Cassa integrazione, migliaia di pratiche e pochissimi dipendenti. “Si potenzi struttura o sarà drammatico”

È assolutamente necessario potenziare la struttura regionale dell’assessorato al lavoro per far fronte alle tantissime richieste di cassa integrazione che stanno arrivando. Il capogruppo del Partito Democratico Micaela Fanelli esorta a una risposta con procedure e tempi di emergenza in una situazione di emergenza quale quella che il Molise sta attraversando in questi giorni cruciali.

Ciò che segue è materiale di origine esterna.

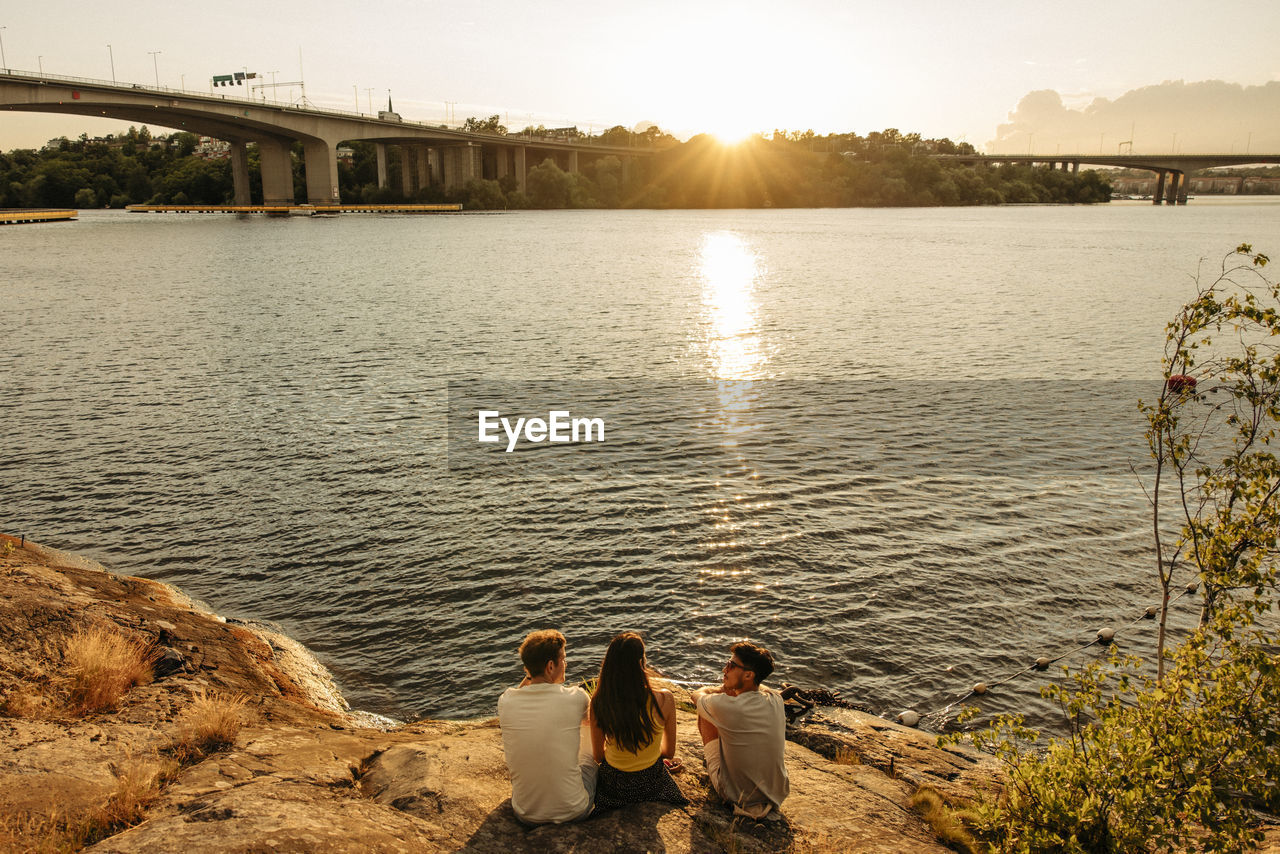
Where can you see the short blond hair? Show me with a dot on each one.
(539, 649)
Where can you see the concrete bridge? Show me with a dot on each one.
(1171, 167)
(429, 155)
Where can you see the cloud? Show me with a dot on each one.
(1203, 117)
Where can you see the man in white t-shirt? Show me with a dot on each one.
(548, 753)
(744, 726)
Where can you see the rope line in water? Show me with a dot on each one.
(1105, 636)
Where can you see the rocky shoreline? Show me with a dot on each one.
(305, 773)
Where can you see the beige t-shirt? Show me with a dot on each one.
(540, 738)
(753, 741)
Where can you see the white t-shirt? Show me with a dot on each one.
(540, 738)
(753, 729)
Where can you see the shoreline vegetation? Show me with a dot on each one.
(135, 721)
(881, 169)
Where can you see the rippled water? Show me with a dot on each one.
(892, 446)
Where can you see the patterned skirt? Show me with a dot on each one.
(616, 788)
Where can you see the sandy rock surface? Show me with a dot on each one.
(305, 776)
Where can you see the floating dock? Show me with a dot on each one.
(295, 210)
(10, 217)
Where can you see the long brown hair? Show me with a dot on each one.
(622, 704)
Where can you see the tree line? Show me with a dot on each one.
(784, 169)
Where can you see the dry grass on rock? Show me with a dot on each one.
(933, 808)
(103, 663)
(211, 722)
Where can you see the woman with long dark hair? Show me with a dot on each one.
(632, 729)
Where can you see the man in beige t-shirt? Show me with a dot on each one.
(744, 725)
(547, 748)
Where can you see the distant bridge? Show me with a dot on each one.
(429, 155)
(1174, 167)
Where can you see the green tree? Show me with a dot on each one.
(1182, 758)
(493, 124)
(549, 186)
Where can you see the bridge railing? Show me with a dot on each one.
(37, 77)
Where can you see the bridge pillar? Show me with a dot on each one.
(406, 173)
(277, 161)
(521, 167)
(424, 167)
(321, 165)
(240, 173)
(380, 150)
(461, 164)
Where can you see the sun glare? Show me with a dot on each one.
(732, 135)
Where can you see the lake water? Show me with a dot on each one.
(892, 446)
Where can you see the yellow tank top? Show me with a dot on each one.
(641, 758)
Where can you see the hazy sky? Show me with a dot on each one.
(940, 68)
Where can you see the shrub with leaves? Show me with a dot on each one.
(1185, 757)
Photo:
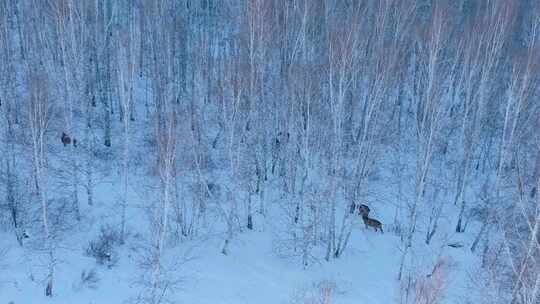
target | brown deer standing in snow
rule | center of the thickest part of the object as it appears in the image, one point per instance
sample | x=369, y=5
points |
x=363, y=210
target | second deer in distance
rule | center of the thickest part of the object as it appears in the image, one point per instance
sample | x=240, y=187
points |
x=363, y=210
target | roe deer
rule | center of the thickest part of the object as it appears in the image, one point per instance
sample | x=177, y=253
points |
x=363, y=210
x=66, y=140
x=369, y=222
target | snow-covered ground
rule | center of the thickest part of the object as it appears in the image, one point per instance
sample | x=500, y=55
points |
x=251, y=273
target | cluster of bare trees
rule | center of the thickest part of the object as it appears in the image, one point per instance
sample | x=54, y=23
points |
x=292, y=109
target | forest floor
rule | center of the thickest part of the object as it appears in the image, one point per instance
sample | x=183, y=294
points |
x=252, y=272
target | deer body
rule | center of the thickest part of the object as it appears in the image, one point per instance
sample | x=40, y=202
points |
x=66, y=140
x=370, y=222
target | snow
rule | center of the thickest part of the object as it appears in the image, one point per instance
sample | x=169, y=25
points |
x=251, y=273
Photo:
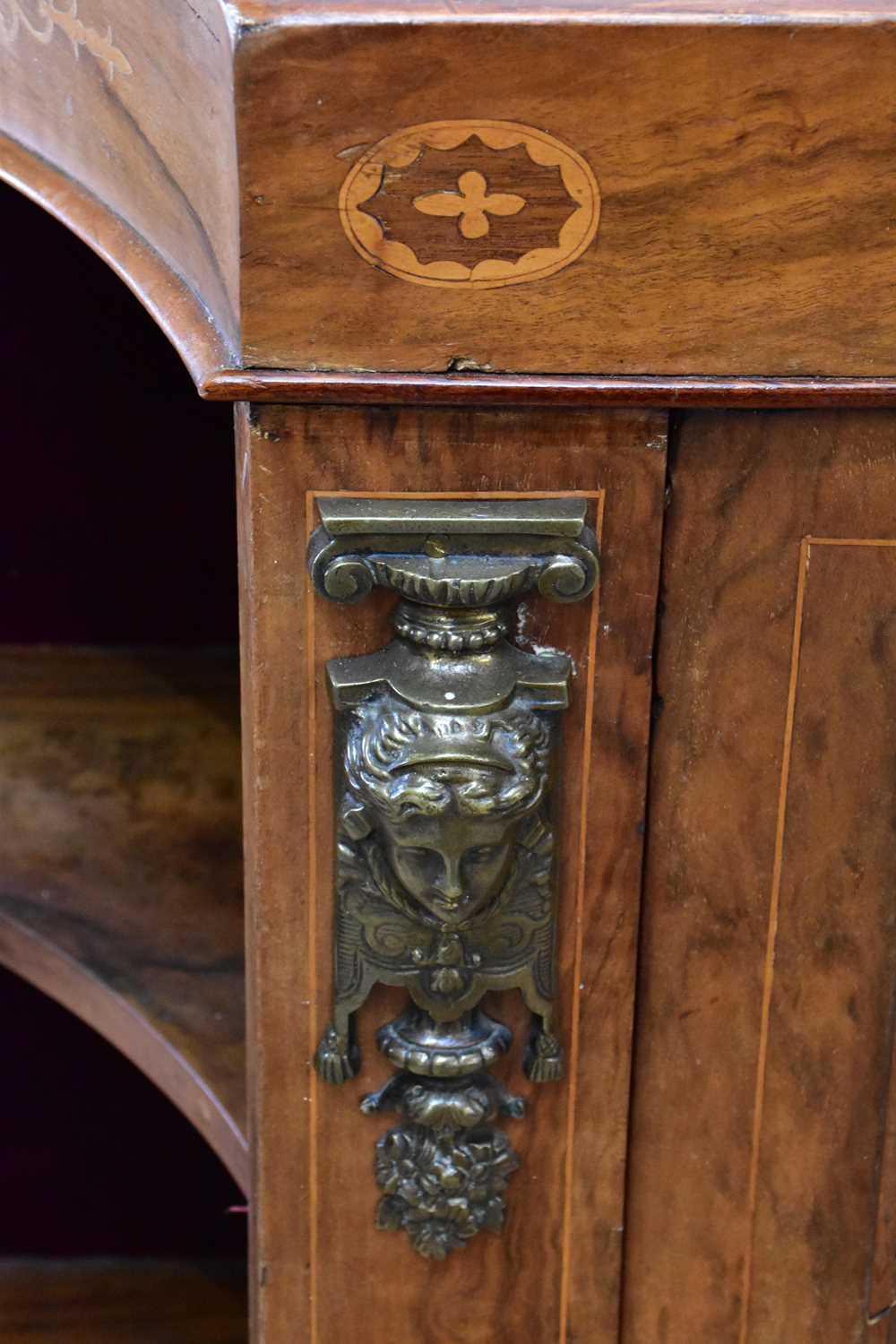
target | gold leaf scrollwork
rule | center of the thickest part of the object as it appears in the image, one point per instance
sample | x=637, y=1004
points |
x=48, y=16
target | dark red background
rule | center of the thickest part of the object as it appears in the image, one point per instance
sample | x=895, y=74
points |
x=116, y=527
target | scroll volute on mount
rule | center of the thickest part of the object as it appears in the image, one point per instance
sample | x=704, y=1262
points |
x=446, y=749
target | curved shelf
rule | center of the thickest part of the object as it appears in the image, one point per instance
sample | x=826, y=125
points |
x=121, y=123
x=120, y=862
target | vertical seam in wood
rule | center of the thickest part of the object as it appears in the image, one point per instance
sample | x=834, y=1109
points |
x=769, y=975
x=312, y=932
x=578, y=956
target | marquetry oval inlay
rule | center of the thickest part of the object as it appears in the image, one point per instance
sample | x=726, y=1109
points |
x=470, y=204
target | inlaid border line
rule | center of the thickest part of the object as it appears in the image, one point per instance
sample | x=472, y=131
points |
x=774, y=905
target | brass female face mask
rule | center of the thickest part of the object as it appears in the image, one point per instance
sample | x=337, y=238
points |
x=444, y=875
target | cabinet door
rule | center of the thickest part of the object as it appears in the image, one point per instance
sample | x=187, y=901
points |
x=763, y=1172
x=324, y=1271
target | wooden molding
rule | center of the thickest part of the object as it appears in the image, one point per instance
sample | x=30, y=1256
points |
x=338, y=389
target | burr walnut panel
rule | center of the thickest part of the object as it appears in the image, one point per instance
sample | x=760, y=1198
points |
x=556, y=1266
x=743, y=169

Lo strumento previsto dal decreto nazionale ‘Cura Italia’, che prevede 9 settimane di cassa integrazione in deroga con il codice Covid-19 senza limitazioni di personale e anche per le imprese con un solo dipendente, permetterebbe una boccata di ossigeno a migliaia di persone che nella nostra regione si sono ritrovate senza lavoro e che già dal prossimo mese avranno difficoltà finanziarie. Si stimano 12 mila lavoratori e centinaia di imprese coinvolte ma ad oggi non ci risulta nessuna riorganizzazione in Regione. Questo significa uno smisurato carico di lavoro sulle spalle dei pochi dipendenti incaricati di sbrigare le pratiche, con inevitabili ritardi che graveranno sulle spalle dei lavoratori.

“Non facciamoci trovare impreparati. Moltissime domande sono già state presentate, anche prima dei termini che scadono il 30 marzo. Questi numeri – aggiunge Fanelli – rappresentano i lavoratori non coperti da altri ammortizzatori, quelli che hanno accesso solo alla cassa in deroga. E i 6 milioni e 200mila euro messi a disposizione dal Ministero del Lavoro probabilmente basteranno solo per la metà di loro”.

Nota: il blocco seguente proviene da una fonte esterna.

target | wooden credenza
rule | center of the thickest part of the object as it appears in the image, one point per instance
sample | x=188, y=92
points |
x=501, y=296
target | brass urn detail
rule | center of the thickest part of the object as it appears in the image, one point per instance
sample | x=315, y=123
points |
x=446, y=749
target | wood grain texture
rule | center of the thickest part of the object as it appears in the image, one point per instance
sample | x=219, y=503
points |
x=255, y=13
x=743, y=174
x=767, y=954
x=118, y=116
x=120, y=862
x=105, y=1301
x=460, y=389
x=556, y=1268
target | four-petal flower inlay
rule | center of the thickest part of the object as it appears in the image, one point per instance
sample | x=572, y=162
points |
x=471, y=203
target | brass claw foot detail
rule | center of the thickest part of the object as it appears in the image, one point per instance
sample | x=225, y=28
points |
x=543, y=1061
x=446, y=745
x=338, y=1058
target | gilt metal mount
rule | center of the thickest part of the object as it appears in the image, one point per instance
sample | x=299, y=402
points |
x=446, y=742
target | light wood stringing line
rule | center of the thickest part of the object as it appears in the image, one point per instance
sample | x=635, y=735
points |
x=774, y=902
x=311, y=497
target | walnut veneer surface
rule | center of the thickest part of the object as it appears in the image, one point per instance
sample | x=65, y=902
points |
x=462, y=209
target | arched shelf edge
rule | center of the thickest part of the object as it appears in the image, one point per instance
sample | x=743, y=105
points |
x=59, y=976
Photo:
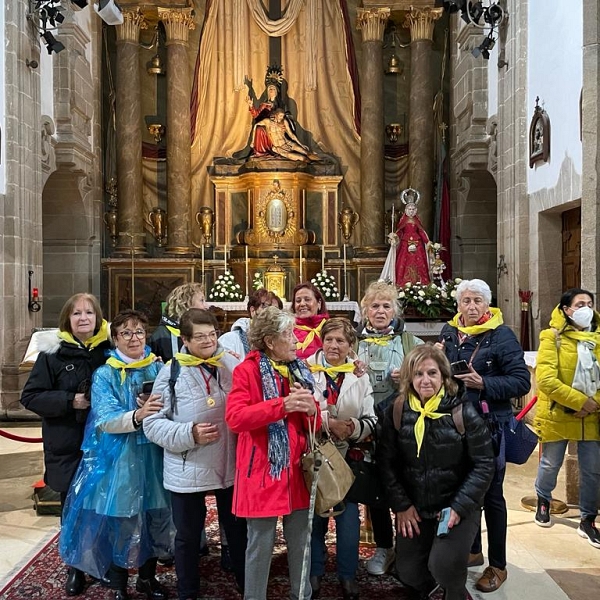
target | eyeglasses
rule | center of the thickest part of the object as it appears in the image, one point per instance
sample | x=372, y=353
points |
x=205, y=337
x=140, y=334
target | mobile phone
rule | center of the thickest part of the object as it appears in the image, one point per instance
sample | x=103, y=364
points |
x=460, y=367
x=147, y=387
x=443, y=528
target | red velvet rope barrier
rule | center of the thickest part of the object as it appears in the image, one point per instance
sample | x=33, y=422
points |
x=19, y=438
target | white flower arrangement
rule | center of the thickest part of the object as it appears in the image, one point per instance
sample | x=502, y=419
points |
x=225, y=289
x=326, y=285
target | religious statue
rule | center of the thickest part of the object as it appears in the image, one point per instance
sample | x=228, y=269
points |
x=412, y=262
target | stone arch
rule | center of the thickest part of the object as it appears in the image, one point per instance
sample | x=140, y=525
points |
x=67, y=242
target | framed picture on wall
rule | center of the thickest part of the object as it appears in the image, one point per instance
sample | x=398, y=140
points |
x=539, y=135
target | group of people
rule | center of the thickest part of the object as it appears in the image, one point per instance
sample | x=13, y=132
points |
x=137, y=431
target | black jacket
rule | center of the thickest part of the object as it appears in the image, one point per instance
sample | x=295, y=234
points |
x=49, y=392
x=499, y=361
x=452, y=470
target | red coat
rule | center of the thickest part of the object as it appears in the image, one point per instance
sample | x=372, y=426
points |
x=256, y=493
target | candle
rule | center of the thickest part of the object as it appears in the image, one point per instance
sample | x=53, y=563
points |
x=247, y=268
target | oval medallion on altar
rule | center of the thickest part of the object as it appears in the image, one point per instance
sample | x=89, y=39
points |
x=276, y=215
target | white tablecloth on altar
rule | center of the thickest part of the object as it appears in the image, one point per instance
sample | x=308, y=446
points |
x=242, y=306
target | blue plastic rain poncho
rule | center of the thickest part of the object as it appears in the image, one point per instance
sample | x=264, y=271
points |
x=117, y=510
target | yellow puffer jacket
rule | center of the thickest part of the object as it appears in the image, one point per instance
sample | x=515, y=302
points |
x=557, y=400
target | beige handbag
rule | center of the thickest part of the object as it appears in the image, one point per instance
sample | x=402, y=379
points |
x=334, y=476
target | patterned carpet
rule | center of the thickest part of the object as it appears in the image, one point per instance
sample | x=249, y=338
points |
x=44, y=577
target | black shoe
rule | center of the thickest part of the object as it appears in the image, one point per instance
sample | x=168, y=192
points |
x=75, y=582
x=349, y=589
x=315, y=584
x=152, y=589
x=226, y=559
x=542, y=514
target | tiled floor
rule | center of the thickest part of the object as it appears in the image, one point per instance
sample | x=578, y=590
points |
x=544, y=564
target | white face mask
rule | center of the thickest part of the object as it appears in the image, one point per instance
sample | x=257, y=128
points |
x=582, y=317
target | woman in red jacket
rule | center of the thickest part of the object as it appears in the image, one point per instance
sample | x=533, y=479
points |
x=269, y=406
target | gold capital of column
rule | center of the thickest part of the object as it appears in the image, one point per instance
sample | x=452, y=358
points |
x=421, y=22
x=372, y=23
x=133, y=22
x=178, y=23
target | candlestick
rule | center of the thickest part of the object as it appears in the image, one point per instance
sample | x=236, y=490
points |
x=247, y=268
x=346, y=296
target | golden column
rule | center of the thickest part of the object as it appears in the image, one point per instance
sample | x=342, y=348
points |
x=178, y=23
x=128, y=117
x=372, y=25
x=421, y=22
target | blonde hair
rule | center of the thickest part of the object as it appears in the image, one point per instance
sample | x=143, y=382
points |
x=180, y=299
x=380, y=288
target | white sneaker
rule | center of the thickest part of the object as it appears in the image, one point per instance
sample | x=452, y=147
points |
x=382, y=560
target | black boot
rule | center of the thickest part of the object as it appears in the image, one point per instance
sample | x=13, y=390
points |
x=75, y=582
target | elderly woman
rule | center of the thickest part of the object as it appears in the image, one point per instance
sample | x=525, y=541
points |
x=269, y=406
x=117, y=513
x=311, y=314
x=199, y=448
x=496, y=373
x=346, y=403
x=166, y=340
x=58, y=391
x=437, y=462
x=383, y=343
x=568, y=377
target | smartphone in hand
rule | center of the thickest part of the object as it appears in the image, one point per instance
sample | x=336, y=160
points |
x=443, y=528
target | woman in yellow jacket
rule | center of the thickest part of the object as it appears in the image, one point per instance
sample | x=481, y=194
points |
x=568, y=380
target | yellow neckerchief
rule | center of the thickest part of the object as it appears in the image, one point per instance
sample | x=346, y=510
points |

Una esortazione a potenziare l’Assessorato al lavoro, coordinato da Luigi Mazzuto, per poter rispondere il più rapidamente possibile alla richiesta di cassa in deroga evitando anche situazioni che nell’arco delle prossime settimane, stante il persistere delle misure restrittive e delle chiusure aziendali, potrebbero portare centinaia e centinaia di famiglie sull’orlo del precipizio economico.

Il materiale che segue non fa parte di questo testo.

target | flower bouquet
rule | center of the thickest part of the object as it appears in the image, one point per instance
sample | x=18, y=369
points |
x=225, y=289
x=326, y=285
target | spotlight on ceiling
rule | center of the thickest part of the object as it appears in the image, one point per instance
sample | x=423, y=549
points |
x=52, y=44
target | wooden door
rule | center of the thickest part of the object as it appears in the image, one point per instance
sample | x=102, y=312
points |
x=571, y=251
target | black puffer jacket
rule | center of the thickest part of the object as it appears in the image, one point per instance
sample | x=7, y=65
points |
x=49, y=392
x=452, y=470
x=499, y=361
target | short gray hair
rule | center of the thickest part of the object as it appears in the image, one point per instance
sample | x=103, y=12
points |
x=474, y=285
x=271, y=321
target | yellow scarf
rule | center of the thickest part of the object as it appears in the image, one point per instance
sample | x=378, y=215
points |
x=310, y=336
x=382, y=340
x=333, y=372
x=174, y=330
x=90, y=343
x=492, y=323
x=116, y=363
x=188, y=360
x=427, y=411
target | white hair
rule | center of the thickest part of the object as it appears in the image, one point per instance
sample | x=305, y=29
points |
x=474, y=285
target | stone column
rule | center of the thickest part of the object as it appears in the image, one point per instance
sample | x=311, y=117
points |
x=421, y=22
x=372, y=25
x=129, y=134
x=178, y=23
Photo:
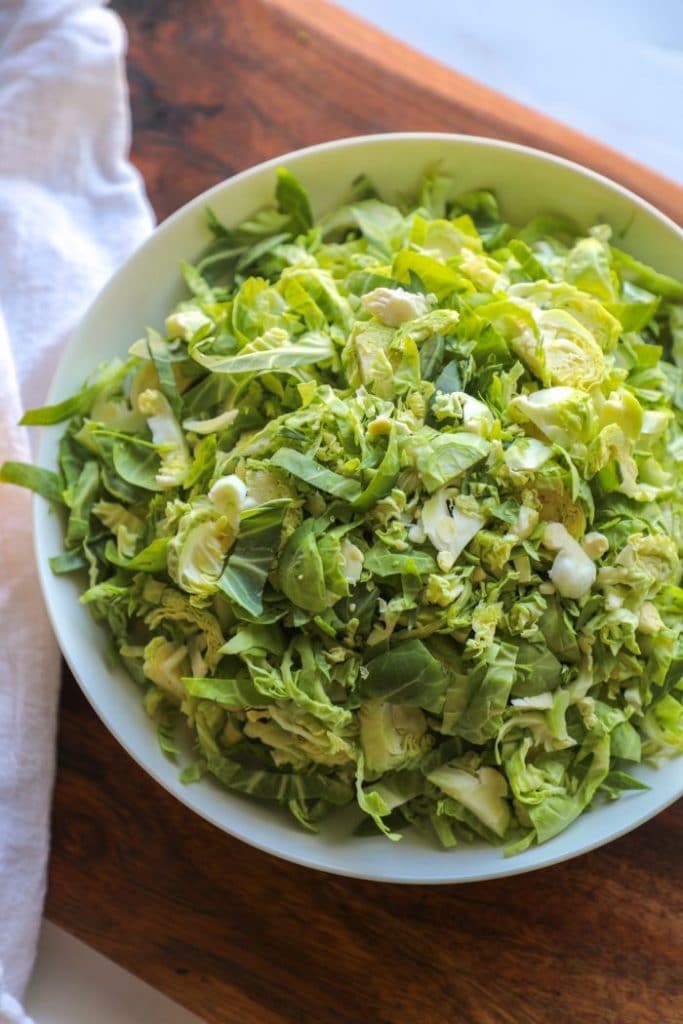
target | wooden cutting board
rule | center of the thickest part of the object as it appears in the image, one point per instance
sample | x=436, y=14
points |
x=233, y=934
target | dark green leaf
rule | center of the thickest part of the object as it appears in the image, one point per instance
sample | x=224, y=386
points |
x=42, y=481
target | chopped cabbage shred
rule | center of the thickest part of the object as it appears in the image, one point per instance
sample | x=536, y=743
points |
x=391, y=514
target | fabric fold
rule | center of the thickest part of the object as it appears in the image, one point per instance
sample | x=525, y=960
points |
x=72, y=209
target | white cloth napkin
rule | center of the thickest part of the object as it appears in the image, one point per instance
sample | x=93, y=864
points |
x=72, y=208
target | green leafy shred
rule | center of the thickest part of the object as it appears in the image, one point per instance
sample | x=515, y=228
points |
x=390, y=513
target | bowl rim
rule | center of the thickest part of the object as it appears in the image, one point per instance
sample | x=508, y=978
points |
x=504, y=867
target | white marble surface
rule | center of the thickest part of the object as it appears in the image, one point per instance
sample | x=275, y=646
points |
x=611, y=69
x=73, y=984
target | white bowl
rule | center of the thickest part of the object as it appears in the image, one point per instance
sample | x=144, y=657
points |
x=526, y=182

L’accordo fra parti sociali è prossimo alla firma e in settimana tutto dovrà essere pronto per evadere le pratiche. “Si potenzi la struttura regionale e si crei un gruppo misto con Inps che velocizzi le procedure. In passato, in condizioni più semplici, si è fatto e si deve fare a maggior ragione oggi, magari usando personale competente di strutture che lavorano con la Regione come l’agenzia Molise Lavoro (che in questa fase è grande assente), i centri per l’impiego, il personale Anpal e chi potrebbe, senza dispendio di tempo, essere immediatamente utilizzato”.